Pazartesi sabahı, grup tahliye bölgelerinden uzakta bir alan aramak için eşyalarını bir kez daha toplamaya başladı.
Yetişkinler, geride bıraktıkları birkaç eşyayla yıpranmış plastik poşetleri doldururken, çocuklar yakınlarda öğütüldü.
Şilte yüklü eşek arabaları tozlu yolda yuvarlanırken, kadınlar başlarına sepet taşıyordu.
Birleşmiş Milletler’e göre, 2,4 milyonluk nüfusun neredeyse tamamının çoğu defalarca evlerinden kaçtığı Gazze’de artık tanıdık bir sahne.
‘Umut ışığı yok’
İsrail, 18 Mart’ta Gazze Şeridi’ne yönelik yoğun saldırılara yeniden başladı ve Hamas’la iki aylık ateşkesi sona erdirdi.
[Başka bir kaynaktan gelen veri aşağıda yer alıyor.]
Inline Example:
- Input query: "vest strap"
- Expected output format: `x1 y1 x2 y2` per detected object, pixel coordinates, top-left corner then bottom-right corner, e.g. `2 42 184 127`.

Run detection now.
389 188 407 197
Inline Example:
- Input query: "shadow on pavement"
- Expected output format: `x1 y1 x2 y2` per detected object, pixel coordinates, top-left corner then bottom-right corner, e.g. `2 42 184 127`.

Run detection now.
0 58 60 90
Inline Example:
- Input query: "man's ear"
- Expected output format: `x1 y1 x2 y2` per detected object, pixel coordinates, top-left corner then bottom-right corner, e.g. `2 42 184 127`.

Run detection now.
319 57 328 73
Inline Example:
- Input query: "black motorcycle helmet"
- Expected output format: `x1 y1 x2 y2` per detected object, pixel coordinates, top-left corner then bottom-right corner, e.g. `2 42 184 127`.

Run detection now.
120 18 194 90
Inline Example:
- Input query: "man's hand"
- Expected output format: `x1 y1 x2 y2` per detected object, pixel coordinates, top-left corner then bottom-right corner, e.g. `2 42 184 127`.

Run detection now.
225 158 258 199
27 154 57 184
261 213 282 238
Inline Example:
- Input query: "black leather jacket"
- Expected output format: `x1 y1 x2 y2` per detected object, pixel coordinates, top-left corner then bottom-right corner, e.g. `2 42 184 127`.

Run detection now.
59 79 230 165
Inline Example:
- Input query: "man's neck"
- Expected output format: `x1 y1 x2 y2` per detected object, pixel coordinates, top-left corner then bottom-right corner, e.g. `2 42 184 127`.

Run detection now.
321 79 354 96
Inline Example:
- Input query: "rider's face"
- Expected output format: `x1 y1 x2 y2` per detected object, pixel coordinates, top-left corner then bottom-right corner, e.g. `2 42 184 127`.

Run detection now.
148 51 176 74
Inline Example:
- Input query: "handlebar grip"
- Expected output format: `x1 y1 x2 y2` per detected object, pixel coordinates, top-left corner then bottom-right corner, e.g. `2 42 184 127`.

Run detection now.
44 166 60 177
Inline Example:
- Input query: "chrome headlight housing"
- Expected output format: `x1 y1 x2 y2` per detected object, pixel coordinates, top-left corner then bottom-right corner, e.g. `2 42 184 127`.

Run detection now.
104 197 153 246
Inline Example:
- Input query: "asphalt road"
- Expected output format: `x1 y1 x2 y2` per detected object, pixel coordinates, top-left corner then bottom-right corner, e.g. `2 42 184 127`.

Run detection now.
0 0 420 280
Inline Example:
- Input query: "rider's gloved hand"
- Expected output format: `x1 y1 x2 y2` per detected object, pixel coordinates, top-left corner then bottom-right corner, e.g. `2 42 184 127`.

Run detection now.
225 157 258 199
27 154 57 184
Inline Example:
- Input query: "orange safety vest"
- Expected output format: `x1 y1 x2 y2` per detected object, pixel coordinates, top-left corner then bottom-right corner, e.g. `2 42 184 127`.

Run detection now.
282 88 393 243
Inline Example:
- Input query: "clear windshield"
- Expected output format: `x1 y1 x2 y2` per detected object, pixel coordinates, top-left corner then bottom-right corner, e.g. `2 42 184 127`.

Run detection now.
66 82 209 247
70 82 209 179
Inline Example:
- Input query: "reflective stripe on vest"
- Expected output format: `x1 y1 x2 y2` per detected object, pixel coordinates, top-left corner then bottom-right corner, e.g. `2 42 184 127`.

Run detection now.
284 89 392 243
Ateşkesi geri getirme çabaları şimdiye kadar başarısız oldu.
Hamas yönetimindeki bölgedeki sağlık bakanlığı Salı günü yaptığı açıklamada, yenilenen İsrail operasyonlarında en az 1.449 Filistinlinin öldürüldüğünü ve savaşın başlamasından bu yana toplam ölü sayısının 50.810’a çıktığını söyledi.
Resmi İsrail rakamlarına dayanan bir AFP çetelesine göre, savaş Hamas’ın 7 Ekim 2023’te İsrail’e saldırmasıyla tetiklendi ve bu da 1.218 kişinin ölümüyle sonuçlandı.
Gazze sivil savunma dairesi, Deyr El Balah’ta bir gecede İsrail hava saldırısının bir evi hedef aldığını ve beşi çocuk olmak üzere dokuz kişinin öldüğünü söyledi.
Sonrasında AFPTV görüntüleri, bir evin yıkılmış iki katı arasında sıkışmış plastik bir sandalye, battaniyeler ve parlak kırmızı bir çocuk küveti gösterdi.
Filistinliler, battaniyeyle merdivenlerden aşağı taşınan ve bir kamyonun arkasına yüklenen bir cesedi almak için umutsuzca enkazın içinden geçtiler.
Hedeflenen evin sahibinin akrabası Abed Sabah, “İlk başta grevin nereye çarptığını bile bilmeden terörle dışarı fırladık” dedi.
“Bize yakınlarda olduğunu söyleyen kalın toz bulutuydu.”
Sabah, 11 cesedi çıkarmayı başardıklarını belirterek, “Çoğu çocuk ve kadın.”
Genç bir kız, tuvalet kağıdı ruloları, battaniyeler ve hırpalanmış bir köpük şilte ile çevrili moloz ve metal çubuklardan oluşan bir denizin ortasında oturdu.
Yakındaki El Aksa Şehitler Hastanesi’nde cesetler beyaz plastik örtülerle geldi. Yere serilen kan lekeli ceset torbaları üzerinde akrabalar ağladı ve dualar okudu.
Yaşlı bir kadın yaslı kalabalığın arasından sıyrılarak hıçkırıkları tutmakta zorlandı.
“Ev yerinden edilmiş insanlarla ve çocuklarla doluydu. Dört çocuğun başı kesildi – onların suçu neydi?” diye sordu Nadeen Sabah, konuşurken ağlayarak.
Sabah, saldırı sırasında binada olduğunu iddia etti.
35 yaşındaki Amal Jabbal, “mahallenin çığlıkları” ile uyandıktan sonra Pazartesi günü Deir El Balah’tan ayrıldığını söyledi.
“Tüm bölgeyi sarsan” bir grevden önce ayrıldığını söyledi.
“Yıkım büyüktü ve korku daha da büyüktü” dedi. “Umut ışığı yok.”